Sentence Decision C.T. Hackland, J.
The Conviction
[1] The accused has been convicted of one count of sexual assault, contrary to section 271 of the Criminal Code of Canada. The court’s reasons are reported at R. v. Steven Redden-Cox, 2020 ONSC 1454. This is an offence which carries a maximum sentence of 10 years imprisonment with no statutory minimum.
Circumstances of the Offence
[2] Prior to this the offence, the accused had met the complainant on one occasion while she was visiting her girlfriend who lived next door to the accused. On that occasion, the accused struck up a conversation with the both young women and they went over to his condominium unit and visited with him for about an hour. A week later, the complainant was again visiting her girlfriend when the accused, late in the evening, knocked on the door of the girlfriend’s residence with a view to inviting the girlfriend to come over for a drink.
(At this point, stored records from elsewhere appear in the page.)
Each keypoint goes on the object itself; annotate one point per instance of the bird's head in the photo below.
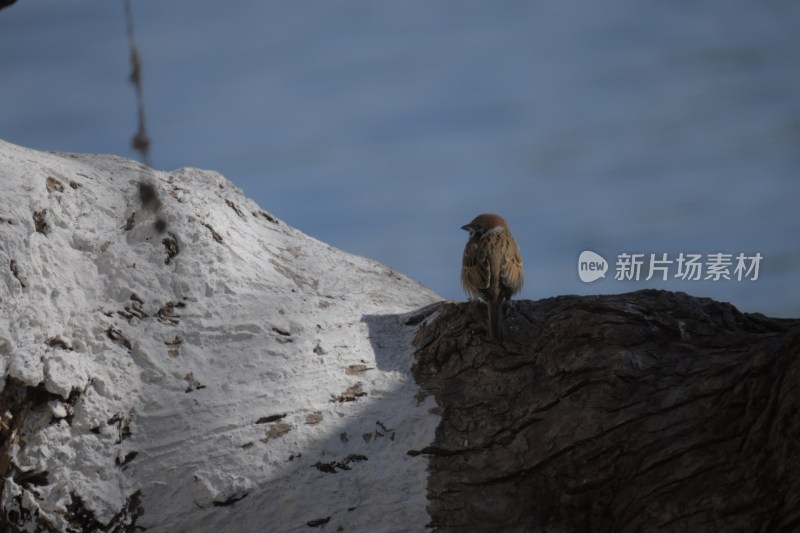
(485, 223)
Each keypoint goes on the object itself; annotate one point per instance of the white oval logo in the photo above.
(591, 266)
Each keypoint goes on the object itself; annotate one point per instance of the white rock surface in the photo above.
(215, 383)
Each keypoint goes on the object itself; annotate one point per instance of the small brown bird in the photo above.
(492, 266)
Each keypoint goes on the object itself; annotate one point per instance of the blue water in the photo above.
(381, 127)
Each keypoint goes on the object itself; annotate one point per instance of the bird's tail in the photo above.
(495, 307)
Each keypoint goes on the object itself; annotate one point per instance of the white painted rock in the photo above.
(229, 374)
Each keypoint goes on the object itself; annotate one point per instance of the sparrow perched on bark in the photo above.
(492, 267)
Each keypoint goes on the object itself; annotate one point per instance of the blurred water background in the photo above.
(381, 127)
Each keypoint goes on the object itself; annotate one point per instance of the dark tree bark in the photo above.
(648, 411)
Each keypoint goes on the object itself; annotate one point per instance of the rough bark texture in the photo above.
(647, 411)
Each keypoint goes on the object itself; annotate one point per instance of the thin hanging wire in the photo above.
(140, 141)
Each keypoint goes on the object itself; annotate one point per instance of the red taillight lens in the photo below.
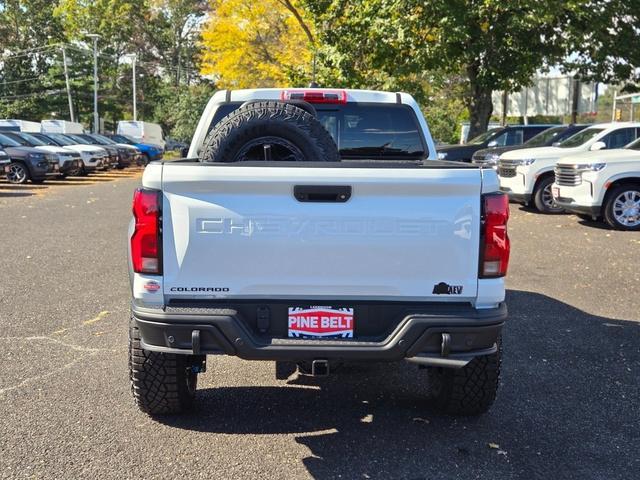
(145, 241)
(315, 95)
(495, 247)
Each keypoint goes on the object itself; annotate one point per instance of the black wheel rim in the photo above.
(16, 174)
(269, 148)
(548, 200)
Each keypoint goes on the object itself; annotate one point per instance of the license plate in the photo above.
(320, 322)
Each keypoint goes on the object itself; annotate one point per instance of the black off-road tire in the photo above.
(270, 119)
(541, 196)
(19, 173)
(609, 207)
(161, 383)
(470, 390)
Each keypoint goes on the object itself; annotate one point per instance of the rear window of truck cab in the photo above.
(364, 131)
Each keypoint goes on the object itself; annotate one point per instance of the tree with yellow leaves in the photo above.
(248, 44)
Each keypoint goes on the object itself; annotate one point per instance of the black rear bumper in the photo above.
(440, 335)
(569, 205)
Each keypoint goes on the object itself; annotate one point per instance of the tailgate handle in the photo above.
(322, 193)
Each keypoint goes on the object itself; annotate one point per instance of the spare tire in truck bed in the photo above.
(269, 130)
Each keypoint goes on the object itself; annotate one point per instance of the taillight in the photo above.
(495, 246)
(146, 239)
(315, 96)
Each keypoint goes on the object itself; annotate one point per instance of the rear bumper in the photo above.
(418, 337)
(569, 205)
(517, 197)
(70, 166)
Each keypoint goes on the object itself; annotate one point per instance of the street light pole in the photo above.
(66, 79)
(96, 118)
(135, 110)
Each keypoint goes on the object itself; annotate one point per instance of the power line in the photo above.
(29, 51)
(26, 95)
(29, 79)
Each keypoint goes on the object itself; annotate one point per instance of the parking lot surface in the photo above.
(568, 405)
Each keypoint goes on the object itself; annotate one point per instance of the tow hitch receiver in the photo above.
(320, 368)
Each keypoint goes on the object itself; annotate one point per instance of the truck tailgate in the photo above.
(239, 231)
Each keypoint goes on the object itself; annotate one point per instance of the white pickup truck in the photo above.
(310, 228)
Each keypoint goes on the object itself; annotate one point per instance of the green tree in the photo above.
(604, 40)
(496, 44)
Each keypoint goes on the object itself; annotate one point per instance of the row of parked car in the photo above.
(592, 170)
(34, 151)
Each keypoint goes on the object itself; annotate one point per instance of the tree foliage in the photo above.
(495, 44)
(248, 44)
(164, 35)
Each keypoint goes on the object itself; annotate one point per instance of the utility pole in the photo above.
(66, 78)
(505, 106)
(575, 100)
(96, 118)
(135, 108)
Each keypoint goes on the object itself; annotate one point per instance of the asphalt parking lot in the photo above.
(568, 406)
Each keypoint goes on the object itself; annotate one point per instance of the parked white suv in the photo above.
(603, 184)
(527, 175)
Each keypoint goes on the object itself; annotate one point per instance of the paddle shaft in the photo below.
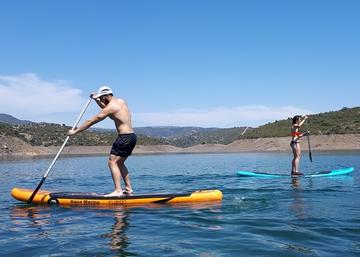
(310, 156)
(58, 154)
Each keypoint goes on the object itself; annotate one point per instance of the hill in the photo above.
(9, 119)
(344, 121)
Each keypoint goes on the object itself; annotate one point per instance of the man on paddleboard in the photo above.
(297, 122)
(117, 110)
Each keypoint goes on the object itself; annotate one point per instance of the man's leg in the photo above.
(115, 171)
(125, 174)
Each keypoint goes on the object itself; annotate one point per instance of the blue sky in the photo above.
(180, 62)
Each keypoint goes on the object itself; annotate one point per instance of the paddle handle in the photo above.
(58, 154)
(310, 156)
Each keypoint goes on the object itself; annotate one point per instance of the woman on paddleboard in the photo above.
(297, 122)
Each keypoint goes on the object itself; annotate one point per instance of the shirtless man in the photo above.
(118, 111)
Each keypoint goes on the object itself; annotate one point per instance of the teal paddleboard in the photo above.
(330, 173)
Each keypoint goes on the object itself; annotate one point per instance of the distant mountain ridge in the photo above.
(344, 121)
(9, 119)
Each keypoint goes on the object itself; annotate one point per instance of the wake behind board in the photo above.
(319, 174)
(94, 199)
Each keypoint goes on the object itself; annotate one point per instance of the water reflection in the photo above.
(119, 239)
(297, 206)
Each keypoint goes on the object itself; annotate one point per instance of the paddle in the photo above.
(56, 157)
(308, 135)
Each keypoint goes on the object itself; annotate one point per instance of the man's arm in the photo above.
(88, 123)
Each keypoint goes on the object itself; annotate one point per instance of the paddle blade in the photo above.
(36, 190)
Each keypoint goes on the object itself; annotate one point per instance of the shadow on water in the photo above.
(108, 229)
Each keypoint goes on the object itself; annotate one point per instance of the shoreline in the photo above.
(340, 142)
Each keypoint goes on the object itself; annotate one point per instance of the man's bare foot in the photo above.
(115, 194)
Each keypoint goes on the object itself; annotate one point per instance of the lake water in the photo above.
(258, 217)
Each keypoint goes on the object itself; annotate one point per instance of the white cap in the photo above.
(104, 90)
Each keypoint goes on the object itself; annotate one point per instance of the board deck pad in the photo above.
(96, 199)
(329, 173)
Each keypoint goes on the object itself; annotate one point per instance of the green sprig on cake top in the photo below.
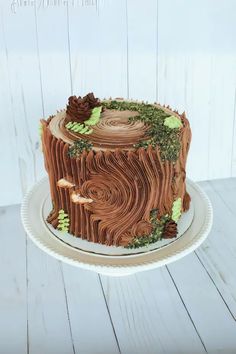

Observing that the accused appeared to be intoxicated, the girlfriend declined the offer and the accused returned to his unit. The complainant testified that her personal preference would have been to accept the invitation, but she deferred to her girlfriend’s wishes. Later in the evening, the complainant left the girlfriend’s residence and went for a brief walk by herself in the neighborhood. She had consumed several glasses of wine and was mildly intoxicated.
[3] Upon returning from her walk, instead of going back to the girlfriend’s residence, the complainant went next door “on the spur of the moment” and knocked on the accused’s door in order, she said, to ask him if he would sell her a beer. I concluded that the complainant was interested in the accused and had decided to accept his earlier invitation to drop over. The accused answered the door, invited the complainant in and they went downstairs to his room in the condominium unit which he shared with another roomer, who was not home at the time. The accused and the complainant consumed a beer, had a conversation and engaged in some kissing and intimate touching, including touching of the complainant’s breasts. The complainant confirmed this was “okay” with her and that she was willingly participating. The accused ripped the complainant’s blouse at one point, but the complainant confirmed in her testimony that this was accidental and occurred during some intimate touching that she was “ok with”.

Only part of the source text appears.